1. Here is how their project by the artist himself: "The inflatable rubber duck has no concept of" boundary ". An inflatable rubber duck is not related to discrimination on any grounds. He does not carry any political color. In the inflatable duck a positive charge, it can reduce an existing today between the different countries of the world power. Inflatable Duck - a cozy, soft, fun and suitable for all ages. "Osaka, Japan. - 2009. Dimensions: 10h11h13 meters (32h36h43 feet). Inflatable Duck, pontoon and generator.
2. St. Nazar, France. - 2007. Dimensions 20h20h32 meters (85h65h105 feet). Inflatable Duck, pontoon and generator.
3. Oakland, New Zealand. - 2011. Dimensions 12h14h16 meters (39h46h52 feet). Inflatable Duck, pontoon and generator.
4. Elst, The Netherlands. - 2009. Dimensions 5h5h6 meters (16h16h20 feet). Inflatable Duck, pontoon.
5. Sao Paulo, Brazil. - 2008. Dimensions 12h14h16 meters (39h46h53 feet).

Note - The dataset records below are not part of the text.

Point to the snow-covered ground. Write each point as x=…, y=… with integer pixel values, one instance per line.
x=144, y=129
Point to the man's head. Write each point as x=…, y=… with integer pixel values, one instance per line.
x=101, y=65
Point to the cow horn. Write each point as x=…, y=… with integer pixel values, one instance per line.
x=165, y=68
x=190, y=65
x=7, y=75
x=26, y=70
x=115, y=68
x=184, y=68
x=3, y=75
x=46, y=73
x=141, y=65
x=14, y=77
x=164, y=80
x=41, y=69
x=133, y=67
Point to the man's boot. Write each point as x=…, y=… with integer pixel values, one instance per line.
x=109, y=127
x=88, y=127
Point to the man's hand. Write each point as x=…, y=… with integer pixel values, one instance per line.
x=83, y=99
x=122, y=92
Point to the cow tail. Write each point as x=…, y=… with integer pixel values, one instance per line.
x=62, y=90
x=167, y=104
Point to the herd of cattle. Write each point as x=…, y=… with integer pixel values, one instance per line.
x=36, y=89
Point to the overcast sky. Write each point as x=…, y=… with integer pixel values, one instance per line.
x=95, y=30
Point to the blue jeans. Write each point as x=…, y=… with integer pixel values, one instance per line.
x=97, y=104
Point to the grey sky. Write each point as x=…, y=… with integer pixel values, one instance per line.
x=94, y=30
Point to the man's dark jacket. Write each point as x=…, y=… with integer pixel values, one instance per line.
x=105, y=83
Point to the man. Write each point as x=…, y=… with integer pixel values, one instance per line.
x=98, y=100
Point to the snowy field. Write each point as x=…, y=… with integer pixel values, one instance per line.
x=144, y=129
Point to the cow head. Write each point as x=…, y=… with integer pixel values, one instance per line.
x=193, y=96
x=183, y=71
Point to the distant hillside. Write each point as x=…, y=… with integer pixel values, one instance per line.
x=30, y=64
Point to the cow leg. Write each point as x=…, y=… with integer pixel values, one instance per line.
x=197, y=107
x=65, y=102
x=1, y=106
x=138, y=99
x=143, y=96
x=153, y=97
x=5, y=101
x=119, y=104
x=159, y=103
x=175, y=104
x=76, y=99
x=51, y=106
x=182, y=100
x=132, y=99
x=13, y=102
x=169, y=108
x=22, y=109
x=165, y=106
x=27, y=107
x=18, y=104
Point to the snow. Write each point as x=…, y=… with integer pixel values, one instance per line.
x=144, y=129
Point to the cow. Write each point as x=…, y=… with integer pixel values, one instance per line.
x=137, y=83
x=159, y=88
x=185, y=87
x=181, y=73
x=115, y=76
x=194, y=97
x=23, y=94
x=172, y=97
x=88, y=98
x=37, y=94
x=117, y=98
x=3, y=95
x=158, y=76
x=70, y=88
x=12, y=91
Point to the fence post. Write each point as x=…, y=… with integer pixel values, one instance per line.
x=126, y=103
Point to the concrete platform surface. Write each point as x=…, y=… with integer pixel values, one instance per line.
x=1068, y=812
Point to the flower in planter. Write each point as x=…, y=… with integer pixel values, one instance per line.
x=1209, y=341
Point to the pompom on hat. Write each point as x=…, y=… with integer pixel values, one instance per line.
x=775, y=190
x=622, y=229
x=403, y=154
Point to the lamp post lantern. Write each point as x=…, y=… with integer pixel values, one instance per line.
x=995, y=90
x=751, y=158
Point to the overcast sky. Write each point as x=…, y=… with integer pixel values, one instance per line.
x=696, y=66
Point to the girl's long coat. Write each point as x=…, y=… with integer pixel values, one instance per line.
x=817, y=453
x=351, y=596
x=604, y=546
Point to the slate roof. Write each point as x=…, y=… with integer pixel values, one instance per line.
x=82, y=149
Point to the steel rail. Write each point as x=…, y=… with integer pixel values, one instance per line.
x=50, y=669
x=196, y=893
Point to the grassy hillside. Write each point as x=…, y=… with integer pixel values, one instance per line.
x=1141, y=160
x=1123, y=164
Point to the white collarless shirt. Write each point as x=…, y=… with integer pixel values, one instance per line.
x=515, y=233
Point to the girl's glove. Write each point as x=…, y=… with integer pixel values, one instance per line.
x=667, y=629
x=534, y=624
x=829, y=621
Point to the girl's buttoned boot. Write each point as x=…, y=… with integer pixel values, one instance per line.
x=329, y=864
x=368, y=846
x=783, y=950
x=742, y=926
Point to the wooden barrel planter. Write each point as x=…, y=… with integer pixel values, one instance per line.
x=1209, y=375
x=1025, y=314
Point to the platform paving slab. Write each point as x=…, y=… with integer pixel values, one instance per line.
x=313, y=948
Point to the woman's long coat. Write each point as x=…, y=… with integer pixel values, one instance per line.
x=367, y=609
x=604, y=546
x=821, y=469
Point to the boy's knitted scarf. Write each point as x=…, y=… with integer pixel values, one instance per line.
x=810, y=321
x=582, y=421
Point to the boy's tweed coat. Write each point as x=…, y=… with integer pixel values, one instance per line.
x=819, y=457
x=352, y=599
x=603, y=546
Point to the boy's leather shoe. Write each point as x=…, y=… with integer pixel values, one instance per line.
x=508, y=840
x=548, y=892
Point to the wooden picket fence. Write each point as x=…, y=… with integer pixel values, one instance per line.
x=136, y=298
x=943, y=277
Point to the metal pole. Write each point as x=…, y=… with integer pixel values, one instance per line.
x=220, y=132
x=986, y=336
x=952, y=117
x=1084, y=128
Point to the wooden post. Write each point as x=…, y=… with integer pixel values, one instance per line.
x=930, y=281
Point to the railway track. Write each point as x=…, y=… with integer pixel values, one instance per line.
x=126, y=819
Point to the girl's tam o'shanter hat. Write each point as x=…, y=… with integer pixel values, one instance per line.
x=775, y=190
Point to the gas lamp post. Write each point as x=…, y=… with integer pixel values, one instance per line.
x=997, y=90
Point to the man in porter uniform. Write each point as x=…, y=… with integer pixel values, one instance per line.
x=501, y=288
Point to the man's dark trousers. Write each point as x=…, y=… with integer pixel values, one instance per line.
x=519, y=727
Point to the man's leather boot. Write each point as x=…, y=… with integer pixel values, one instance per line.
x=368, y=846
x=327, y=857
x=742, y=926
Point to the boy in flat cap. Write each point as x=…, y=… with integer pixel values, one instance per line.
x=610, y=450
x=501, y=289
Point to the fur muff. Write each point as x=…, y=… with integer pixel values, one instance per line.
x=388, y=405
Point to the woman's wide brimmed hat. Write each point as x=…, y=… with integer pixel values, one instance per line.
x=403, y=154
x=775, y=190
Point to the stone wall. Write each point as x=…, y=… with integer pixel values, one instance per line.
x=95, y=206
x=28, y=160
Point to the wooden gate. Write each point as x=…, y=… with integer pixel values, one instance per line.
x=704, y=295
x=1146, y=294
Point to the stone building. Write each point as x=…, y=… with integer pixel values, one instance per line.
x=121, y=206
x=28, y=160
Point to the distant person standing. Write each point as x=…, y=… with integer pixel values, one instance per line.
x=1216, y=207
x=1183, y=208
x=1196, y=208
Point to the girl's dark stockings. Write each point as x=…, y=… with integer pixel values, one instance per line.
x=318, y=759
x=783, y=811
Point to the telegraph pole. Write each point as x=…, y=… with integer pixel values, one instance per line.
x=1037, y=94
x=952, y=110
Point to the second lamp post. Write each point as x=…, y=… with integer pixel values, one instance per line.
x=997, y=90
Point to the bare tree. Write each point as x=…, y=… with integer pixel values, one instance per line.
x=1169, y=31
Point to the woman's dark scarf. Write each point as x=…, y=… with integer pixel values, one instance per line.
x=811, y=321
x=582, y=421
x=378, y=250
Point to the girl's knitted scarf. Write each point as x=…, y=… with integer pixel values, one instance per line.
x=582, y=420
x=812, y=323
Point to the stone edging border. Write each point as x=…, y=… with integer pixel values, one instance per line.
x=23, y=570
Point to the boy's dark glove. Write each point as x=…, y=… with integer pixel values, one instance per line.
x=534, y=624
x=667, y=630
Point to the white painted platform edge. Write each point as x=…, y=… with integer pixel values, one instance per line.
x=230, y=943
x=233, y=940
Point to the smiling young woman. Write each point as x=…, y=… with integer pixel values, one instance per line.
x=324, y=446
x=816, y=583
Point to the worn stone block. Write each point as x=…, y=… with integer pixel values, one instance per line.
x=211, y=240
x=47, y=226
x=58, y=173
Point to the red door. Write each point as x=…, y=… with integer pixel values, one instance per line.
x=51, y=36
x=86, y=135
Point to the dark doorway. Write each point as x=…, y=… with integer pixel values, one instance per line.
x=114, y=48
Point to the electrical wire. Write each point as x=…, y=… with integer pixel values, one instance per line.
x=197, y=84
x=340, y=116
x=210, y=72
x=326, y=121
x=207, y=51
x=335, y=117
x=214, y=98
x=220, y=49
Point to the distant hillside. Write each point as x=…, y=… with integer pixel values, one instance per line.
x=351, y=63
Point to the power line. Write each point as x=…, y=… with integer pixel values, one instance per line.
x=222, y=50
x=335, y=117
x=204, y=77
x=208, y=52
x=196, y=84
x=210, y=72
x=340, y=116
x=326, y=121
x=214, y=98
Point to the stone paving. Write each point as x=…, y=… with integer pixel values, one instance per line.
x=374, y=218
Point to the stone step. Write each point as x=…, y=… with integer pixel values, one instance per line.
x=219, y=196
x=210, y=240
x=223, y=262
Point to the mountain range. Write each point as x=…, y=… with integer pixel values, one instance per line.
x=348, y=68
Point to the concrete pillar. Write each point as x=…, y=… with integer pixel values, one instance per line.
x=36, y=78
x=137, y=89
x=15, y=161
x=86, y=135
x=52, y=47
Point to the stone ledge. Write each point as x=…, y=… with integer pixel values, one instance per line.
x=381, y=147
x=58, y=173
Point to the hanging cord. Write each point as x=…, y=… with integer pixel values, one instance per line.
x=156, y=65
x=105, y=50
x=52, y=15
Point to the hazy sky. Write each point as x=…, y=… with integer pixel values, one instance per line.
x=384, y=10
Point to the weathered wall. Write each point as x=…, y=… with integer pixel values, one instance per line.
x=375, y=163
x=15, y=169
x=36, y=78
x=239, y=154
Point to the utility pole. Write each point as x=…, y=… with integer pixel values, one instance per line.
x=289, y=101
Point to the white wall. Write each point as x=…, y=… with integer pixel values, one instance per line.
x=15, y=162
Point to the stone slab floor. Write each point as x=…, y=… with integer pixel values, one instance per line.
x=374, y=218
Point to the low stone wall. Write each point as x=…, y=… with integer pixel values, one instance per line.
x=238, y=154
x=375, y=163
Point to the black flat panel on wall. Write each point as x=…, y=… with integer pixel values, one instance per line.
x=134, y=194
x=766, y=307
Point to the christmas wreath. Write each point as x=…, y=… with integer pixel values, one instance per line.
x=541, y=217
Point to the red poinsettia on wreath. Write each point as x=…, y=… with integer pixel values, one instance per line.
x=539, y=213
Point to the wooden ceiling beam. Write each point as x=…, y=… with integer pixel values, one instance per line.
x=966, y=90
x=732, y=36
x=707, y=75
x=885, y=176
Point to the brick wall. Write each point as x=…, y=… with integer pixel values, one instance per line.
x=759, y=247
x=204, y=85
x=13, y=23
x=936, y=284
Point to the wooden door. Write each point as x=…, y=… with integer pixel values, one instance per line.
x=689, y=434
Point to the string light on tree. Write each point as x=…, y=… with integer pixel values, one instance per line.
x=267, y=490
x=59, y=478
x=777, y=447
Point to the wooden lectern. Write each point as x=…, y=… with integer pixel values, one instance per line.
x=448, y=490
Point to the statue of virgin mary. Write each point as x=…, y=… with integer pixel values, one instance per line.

Inflatable Duck, pontoon and generator.
6. Amsterdam, The Netherlands. - 2007-2008. Size 5 x 5 x 6 meters (16 x 16 x 20 feet). Inflatable Duck, pontoon.
7. Nuremberg, Germany. - 2008. Size 5 x 5 x 6 meters (16 x 16 x 20 feet). Inflatable Duck, pontoon.
8. Rotterdam, The Netherlands. - 2008. Size 5 x 5 x 6 meters (16 x 16 x 20 feet). Inflatable Duck, pontoon.
9. Wassenaar, The Netherlands. - 2008. Size 5 x 5 x 6 meters (16 x 16 x 20 feet). Inflatable Duck, pontoon.
10. Hasselt, Belgium. - 2009. Dimensions 12 x 14 x 16 meters (39 x 46 x 52 feet). Inflatable Duck, pontoon and generator.